TDCC-NES Challenge projects
The Challenge funding strand is intended for mid-sized projects with a duration of 24 – 30 months and a budget between €50,000 – €400,000. These projects are intended to respond to one or more challenges defined in TDCC-NES roadmap:
- FAIR data
- Sustainable software and e-science
- Connections to the international activities
- Long-term data archiving
- Locate computing capacity close to the storage
- Human capital
- Cross-field collaborations
The first call for these projects launched in November 2023 with an initial sum of €1,6 million per TDCC. This call will be open for twelve months and the review process will be transparent, collaborative and community led, organised in several submission cycles.
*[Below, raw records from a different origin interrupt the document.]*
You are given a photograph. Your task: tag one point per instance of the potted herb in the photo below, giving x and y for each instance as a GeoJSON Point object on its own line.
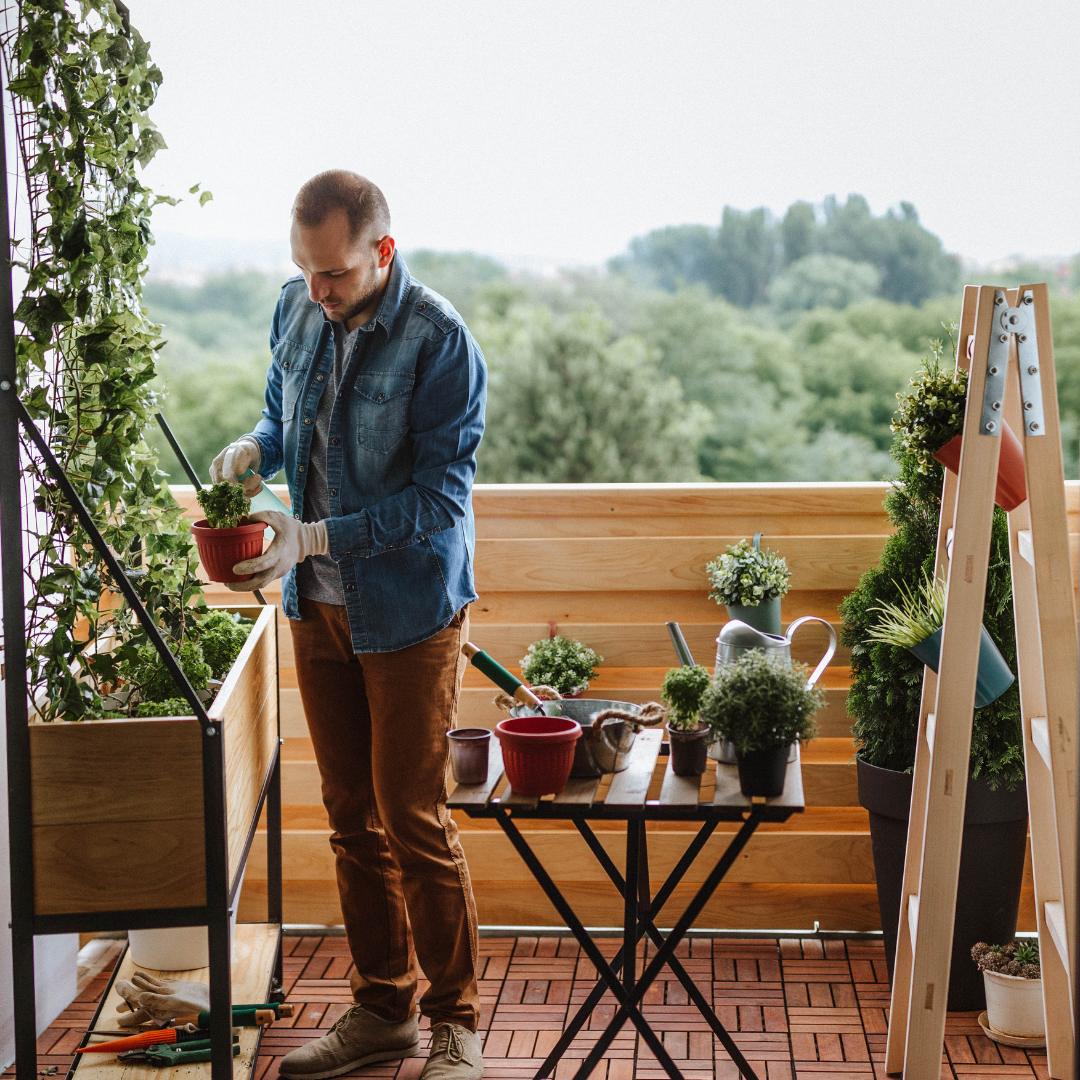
{"type": "Point", "coordinates": [1012, 976]}
{"type": "Point", "coordinates": [751, 583]}
{"type": "Point", "coordinates": [225, 536]}
{"type": "Point", "coordinates": [761, 705]}
{"type": "Point", "coordinates": [929, 426]}
{"type": "Point", "coordinates": [915, 623]}
{"type": "Point", "coordinates": [563, 663]}
{"type": "Point", "coordinates": [683, 691]}
{"type": "Point", "coordinates": [885, 701]}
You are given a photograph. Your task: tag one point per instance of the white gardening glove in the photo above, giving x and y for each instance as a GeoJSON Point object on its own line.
{"type": "Point", "coordinates": [157, 1000]}
{"type": "Point", "coordinates": [293, 542]}
{"type": "Point", "coordinates": [234, 460]}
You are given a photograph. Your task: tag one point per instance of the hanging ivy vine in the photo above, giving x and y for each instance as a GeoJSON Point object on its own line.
{"type": "Point", "coordinates": [81, 83]}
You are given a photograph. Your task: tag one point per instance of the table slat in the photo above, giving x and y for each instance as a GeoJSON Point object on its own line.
{"type": "Point", "coordinates": [477, 795]}
{"type": "Point", "coordinates": [679, 791]}
{"type": "Point", "coordinates": [631, 786]}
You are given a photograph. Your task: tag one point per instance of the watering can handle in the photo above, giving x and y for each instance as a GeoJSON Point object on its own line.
{"type": "Point", "coordinates": [829, 652]}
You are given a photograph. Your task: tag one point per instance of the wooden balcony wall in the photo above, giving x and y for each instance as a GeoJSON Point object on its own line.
{"type": "Point", "coordinates": [610, 565]}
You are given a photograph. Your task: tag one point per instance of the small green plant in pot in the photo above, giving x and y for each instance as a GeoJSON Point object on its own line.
{"type": "Point", "coordinates": [1012, 976]}
{"type": "Point", "coordinates": [751, 583]}
{"type": "Point", "coordinates": [225, 536]}
{"type": "Point", "coordinates": [563, 663]}
{"type": "Point", "coordinates": [683, 691]}
{"type": "Point", "coordinates": [761, 705]}
{"type": "Point", "coordinates": [915, 623]}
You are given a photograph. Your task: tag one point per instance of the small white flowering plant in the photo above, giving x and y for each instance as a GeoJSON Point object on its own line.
{"type": "Point", "coordinates": [746, 576]}
{"type": "Point", "coordinates": [563, 663]}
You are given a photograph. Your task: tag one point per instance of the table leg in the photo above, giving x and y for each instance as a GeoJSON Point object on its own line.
{"type": "Point", "coordinates": [586, 1009]}
{"type": "Point", "coordinates": [628, 1009]}
{"type": "Point", "coordinates": [649, 927]}
{"type": "Point", "coordinates": [666, 950]}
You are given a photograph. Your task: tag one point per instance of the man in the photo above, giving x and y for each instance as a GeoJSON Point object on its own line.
{"type": "Point", "coordinates": [375, 407]}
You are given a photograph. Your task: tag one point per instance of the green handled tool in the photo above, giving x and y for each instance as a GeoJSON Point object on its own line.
{"type": "Point", "coordinates": [501, 677]}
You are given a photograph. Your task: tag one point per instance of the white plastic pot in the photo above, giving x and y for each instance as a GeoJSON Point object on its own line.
{"type": "Point", "coordinates": [176, 948]}
{"type": "Point", "coordinates": [1014, 1004]}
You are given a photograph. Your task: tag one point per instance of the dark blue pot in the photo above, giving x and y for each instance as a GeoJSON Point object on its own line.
{"type": "Point", "coordinates": [994, 675]}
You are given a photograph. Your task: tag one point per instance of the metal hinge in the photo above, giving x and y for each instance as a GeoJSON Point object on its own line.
{"type": "Point", "coordinates": [1007, 322]}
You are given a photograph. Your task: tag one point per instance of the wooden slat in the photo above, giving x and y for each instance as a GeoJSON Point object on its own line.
{"type": "Point", "coordinates": [631, 786]}
{"type": "Point", "coordinates": [660, 563]}
{"type": "Point", "coordinates": [254, 953]}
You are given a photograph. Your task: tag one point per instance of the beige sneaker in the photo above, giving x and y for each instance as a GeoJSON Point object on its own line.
{"type": "Point", "coordinates": [455, 1054]}
{"type": "Point", "coordinates": [358, 1038]}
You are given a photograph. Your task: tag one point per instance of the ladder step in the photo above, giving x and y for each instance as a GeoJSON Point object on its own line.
{"type": "Point", "coordinates": [1040, 736]}
{"type": "Point", "coordinates": [1054, 912]}
{"type": "Point", "coordinates": [1026, 549]}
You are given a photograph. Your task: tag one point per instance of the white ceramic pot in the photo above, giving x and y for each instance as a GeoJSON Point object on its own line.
{"type": "Point", "coordinates": [176, 948]}
{"type": "Point", "coordinates": [1014, 1004]}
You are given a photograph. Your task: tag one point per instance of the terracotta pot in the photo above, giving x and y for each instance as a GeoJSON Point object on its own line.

For more details on the process and how to apply read through TDCC NES Project Development Process.
Results from last 3 submission cycles
We have received 22 submissions in total, 3 of which were resubmissions based on suggestions of the TDCC-NES Governing Board (GB). The GB has made consensus-based decisions to accept 5 project ideas to move forward for development. Public summaries of the meetings where decisions were made are available here under "Meetings". One of the project ideas stopped further development based on the applicants' own decision. Read more about the 4 project ideas under development below:
Geospatial machine learning (ML) models are widely used in scientific and (semi)operational settings by geoscientists, ecologists, agronomists, engineers, spatial planners, public health specialists, etc. These models and the methods to develop them are continuously evolving and changing rapidly, making it difficult to keep up with them. While some researchers and practitioners are proficient in the development, application and (re)use of ML models, others are lacking the basic knowledge required to harvest the benefits of geospatial ML models. Additionally, ML modelling remains an art and modelers do not always document their creative process. To address these problems, we propose creating a geospatial ML course that increases geospatial ML literacy as well as the (re)usability of geospatial ML models.
The geospatial ML course would not only provide researchers with foundational knowledge and skills, but also with the opportunity to stay updated with the latest advancements. Although generic ML courses exist, using ML with geospatial data is different from other domains, as the spatial aspect introduces domain specific challenges (e.g., ways to deal with spatial autocorrelation). Moreover, the variability, volume and dimensionality of geospatial data often brings data integration and processing challenges. Next to this, modelers often look for geographical and physical consistency whereas this is not automatically guaranteed by ML algorithms. Additional challenges include the selection of methods to properly evaluate geospatial ML models, the delineation of their domain of applicability so that they (re)used in a responsible manner and the identification of suitable ways to combine geospatial ML and legacy (mechanistic, mathematical, process-based) models. In short, the proposed course will provide valuable insights into the development and application of ML concepts, while addressing the unique requirements of geospatial data.
Finally, we highlight three hallmarks of the proposed course: 1/ we will develop it using open-source tools and solutions. This will help to scale up our work, allowing (sub)disciplines to reuse, expand and modify our materials; 2/ we will explore and test ways to ensure model FAIRness and reproducibility by adopting and adapting open-source (MLOps) tools and solutions. This will lead to more transparent and (re)usable models that can better support policy/decision making, and 3/ we will involve the research community from the beginning of lesson and educational material development, to adapt the material to their use cases, and to continually gather their feedback.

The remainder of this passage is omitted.